Quoi qu'il en soit dans ce que nous savons de l'évolution, il y a à l'œuvre une non dualité d'un processus de production et de destruction où une impasse destructrice engendre en réponse un saut évolutif qui matérialise une nouvelle possibilité évolutive.


Dans les affaires humaines il en est surement de même au niveau des mentalités culturelles. Des Hitler, des Ben Laden, des Bush sont donc en un sens des marqueurs de nos impasses culturelles, ils révèlent des impasses destructrices inhérentes à nos interactions culturelles. Comme nous l'avons dit, de nombreux éléments de la morale d'un Ben Laden, d'un Bush ont eu une pertinence historique, il y a plus ou moins longtemps. Mais aujourd'hui elles manifestent des forces de destructions que nous devons combattre : Hitler n'était-il pas lui aussi un nostalgique d'un ordre du passé idéalisé le tout mêlé à des considérations erronées de l'évolution et de son sens ?

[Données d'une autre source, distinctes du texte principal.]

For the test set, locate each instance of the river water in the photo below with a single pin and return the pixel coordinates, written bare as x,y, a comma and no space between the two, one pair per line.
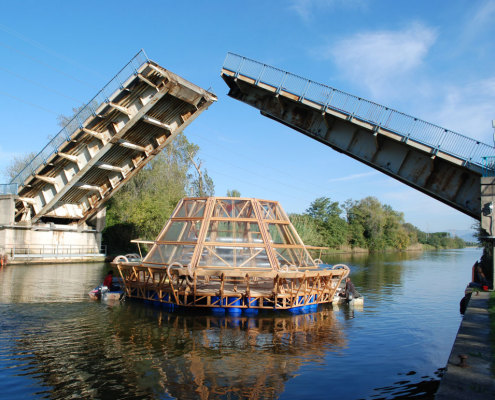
55,343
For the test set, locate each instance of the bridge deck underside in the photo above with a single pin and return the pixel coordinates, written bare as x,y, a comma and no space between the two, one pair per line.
440,175
111,146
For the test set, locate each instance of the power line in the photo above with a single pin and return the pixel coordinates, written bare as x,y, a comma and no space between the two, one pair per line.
46,64
44,48
28,102
39,84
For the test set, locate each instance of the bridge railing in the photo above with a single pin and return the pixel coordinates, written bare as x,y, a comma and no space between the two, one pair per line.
8,188
453,143
16,251
77,121
488,166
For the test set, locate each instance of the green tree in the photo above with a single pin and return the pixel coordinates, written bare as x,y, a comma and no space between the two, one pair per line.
330,226
233,193
145,203
307,229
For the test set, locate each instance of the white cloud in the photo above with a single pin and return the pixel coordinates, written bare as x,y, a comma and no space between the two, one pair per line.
468,109
380,59
306,9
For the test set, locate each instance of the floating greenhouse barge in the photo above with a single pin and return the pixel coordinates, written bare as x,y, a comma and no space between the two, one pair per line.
230,254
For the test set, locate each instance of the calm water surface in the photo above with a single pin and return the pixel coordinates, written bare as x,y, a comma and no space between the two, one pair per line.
55,343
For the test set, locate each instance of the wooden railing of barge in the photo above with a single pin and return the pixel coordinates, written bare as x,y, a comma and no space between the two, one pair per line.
211,287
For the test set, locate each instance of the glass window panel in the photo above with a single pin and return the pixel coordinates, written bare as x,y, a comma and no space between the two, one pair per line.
191,209
231,208
297,257
269,209
234,257
167,254
234,232
181,231
281,234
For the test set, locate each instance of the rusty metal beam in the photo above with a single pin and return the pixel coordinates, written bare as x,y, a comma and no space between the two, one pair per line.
451,181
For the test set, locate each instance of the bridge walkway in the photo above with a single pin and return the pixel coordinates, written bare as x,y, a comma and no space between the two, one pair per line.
441,163
106,143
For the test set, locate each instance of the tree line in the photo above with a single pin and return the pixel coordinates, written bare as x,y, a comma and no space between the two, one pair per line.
366,224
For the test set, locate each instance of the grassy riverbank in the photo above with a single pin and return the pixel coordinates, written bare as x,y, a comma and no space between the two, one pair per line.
491,311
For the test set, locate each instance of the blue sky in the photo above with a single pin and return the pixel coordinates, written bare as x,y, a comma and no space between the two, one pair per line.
432,60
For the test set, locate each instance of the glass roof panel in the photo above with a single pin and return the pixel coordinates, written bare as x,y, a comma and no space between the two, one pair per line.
181,231
233,232
234,257
288,256
281,234
233,208
191,208
167,254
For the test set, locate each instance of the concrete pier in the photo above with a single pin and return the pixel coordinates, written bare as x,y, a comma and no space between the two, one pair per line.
25,242
471,378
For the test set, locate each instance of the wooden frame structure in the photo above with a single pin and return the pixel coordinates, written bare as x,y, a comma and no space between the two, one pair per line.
230,253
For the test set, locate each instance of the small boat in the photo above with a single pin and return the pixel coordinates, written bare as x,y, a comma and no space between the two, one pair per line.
103,293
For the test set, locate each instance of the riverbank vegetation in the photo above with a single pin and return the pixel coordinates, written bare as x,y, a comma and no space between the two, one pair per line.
144,204
365,224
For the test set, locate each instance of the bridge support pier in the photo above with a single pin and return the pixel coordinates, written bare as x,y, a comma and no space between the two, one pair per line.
487,220
27,243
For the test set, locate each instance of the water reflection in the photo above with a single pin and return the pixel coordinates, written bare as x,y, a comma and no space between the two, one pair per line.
55,343
138,351
49,282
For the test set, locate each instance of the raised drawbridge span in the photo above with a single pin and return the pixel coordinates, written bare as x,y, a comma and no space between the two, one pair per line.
443,164
54,208
107,142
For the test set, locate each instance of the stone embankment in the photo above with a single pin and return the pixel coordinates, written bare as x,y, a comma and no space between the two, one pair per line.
469,372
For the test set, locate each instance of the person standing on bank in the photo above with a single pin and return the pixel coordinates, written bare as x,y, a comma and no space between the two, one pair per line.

La morale est de ce point de vue évolutif à la fois relative puisque relativement pertinente à un moment de l'évolution mais elle peut toucher à une forme d'absolu si nous devenons conscient de ce qui trace sa relativité. En effet dès lors que nous considérons que le processus non duel de production et de destruction sert une manifestation de plus en plus élaborée et intégratrice de la conscience, la morale a à la fois un principe et en même temps entre de plus en plus consciemment dans un flux de transformations incessantes jusqu'à sembler dépassée. La morale biblique à travers le décalogue avait peut-être déjà perçu quelque chose de cela : par exemple elle affirme "Tu ne tueras pas" et non "Tu ne dois pas tuer", le commandement est un horizon futur car il est admis que dans les circonstances actuelles, il est difficile de ne pas tuer.

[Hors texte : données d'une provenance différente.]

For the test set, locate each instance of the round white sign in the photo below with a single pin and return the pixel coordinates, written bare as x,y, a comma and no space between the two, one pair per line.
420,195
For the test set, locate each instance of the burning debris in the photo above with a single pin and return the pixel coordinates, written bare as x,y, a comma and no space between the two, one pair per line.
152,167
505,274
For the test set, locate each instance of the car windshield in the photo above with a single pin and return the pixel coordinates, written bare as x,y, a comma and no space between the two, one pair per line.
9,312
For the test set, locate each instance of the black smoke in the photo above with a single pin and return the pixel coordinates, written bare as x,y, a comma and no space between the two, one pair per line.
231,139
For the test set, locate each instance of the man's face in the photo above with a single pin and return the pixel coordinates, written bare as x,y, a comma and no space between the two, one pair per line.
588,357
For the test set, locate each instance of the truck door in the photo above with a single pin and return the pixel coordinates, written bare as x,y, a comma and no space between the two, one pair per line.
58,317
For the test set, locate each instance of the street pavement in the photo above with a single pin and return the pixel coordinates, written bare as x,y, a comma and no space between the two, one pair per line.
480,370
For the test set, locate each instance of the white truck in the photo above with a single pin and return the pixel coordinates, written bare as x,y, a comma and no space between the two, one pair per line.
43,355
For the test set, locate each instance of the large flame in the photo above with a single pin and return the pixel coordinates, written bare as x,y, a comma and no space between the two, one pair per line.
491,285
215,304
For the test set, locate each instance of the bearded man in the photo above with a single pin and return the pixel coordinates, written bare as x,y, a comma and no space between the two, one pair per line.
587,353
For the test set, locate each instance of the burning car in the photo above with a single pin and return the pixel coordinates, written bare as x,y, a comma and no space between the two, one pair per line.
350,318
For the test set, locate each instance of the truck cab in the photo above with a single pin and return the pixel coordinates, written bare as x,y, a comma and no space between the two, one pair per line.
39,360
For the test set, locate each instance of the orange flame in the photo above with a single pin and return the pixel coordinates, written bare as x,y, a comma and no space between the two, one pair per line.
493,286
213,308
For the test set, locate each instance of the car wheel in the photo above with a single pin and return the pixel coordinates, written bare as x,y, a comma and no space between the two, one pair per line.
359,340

Leibniz a dans ses essais de théodicée une image riche de sens. On peut comparer la vie à un fleuve avec des bateaux qui quittent le quai pour se laisser porter par lui. La force du fleuve portera à sa vitesse plus facilement les bateaux de faible poids. Les bateaux qui ont un gros poids ont davantage d'inertie et mettront plus de temps à atteindre la vitesse d'écoulement du fleuve. Le Mal pourrait être comparé alors à une question d'inertie.

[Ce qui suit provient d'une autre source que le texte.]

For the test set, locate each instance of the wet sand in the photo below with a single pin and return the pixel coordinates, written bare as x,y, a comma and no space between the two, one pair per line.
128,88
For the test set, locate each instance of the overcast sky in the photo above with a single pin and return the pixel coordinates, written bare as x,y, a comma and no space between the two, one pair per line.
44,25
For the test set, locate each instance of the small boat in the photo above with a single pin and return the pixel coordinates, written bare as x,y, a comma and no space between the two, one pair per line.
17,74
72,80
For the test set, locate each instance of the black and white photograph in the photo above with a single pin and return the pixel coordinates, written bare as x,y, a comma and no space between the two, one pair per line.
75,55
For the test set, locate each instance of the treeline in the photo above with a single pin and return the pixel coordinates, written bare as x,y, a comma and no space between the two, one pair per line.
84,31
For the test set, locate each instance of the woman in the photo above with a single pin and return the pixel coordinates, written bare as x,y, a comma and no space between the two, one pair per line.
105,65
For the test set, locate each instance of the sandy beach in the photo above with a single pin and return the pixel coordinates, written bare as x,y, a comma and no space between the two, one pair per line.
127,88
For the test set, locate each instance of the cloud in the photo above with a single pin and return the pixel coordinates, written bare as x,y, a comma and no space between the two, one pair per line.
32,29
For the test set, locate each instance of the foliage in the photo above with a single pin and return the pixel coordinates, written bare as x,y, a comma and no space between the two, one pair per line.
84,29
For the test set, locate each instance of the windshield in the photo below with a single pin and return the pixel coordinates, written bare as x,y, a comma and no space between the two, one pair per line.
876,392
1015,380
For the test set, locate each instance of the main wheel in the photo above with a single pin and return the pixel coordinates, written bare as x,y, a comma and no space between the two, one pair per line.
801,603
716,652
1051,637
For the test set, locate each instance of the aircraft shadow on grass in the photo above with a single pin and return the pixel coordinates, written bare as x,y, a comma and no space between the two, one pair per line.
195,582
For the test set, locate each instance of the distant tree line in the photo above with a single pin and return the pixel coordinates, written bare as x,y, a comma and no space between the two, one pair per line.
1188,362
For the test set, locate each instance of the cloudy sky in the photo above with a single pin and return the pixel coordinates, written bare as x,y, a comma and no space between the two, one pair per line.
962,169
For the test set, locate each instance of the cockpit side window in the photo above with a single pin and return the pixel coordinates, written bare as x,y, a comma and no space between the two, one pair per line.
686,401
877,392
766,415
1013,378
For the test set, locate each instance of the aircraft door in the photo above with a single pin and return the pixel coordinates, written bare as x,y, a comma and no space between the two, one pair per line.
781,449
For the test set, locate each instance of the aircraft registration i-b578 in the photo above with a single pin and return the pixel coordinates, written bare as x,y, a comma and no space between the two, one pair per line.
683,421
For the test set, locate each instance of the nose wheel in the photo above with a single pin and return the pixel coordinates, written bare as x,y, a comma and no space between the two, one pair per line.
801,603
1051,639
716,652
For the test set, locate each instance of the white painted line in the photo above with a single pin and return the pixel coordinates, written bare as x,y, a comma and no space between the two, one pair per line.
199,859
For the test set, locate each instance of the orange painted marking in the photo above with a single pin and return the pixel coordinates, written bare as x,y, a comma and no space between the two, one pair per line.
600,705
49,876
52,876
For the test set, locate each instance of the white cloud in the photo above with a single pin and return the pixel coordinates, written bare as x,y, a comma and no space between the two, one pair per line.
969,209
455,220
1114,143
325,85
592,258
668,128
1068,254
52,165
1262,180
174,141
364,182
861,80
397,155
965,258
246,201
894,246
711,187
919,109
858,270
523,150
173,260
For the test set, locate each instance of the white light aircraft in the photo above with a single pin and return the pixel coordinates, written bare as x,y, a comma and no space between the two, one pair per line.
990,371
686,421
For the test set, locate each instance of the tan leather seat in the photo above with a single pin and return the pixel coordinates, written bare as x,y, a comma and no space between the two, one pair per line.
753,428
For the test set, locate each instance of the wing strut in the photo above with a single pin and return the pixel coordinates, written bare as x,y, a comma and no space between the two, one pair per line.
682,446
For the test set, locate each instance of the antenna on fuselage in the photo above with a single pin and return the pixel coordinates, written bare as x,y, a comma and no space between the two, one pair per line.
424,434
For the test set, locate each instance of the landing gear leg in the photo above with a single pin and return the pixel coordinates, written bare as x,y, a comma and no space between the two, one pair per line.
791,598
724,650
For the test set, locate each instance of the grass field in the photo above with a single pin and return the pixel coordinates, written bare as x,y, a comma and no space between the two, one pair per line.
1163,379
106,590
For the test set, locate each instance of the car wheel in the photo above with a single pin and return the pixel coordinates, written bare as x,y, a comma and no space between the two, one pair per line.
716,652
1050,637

Elargissons ce que suggère Leibniz à notre perspective. Ceux qui sont à bord d'un bateau dont l'inertie le maintient derrière auraient tort de proclamer leur conduite comme le modèle à suivre même si en un sens pour eux cette conduite reste appropriée. Autrement dit du point de vue évolutif nous devons accepter tout ce qui compose le courant de la vie. Rien n'est contre l'évolution puisque ce qui semble indiquer son impasse est précisément ce qui peut susciter son avancée. L'attitude non duelle dont parle Arnaud Desjardins est donc bien intégrée dans une perspective qui met en avant l'évolution de la conscience. Mais plus la conscience sera ouverte au principe évolutif plus elle agira justement dans le courant de la manifestation de la non dualité ici et maintenant. Alors la relativisation de la morale dans une perspective non duelle et évolutive est alors paradoxalement compatible avec son ancrage dans l'absolu. La morale est une structure mentale essentielle de la culture humaine mais qui a plusieurs figures au cours de l'histoire et qui au fil de l'évolution devient de plus en plus souple au point qu'elle se dissoudra certainement dans l'action de l'évolution de la conscience devenant pleinement consciente.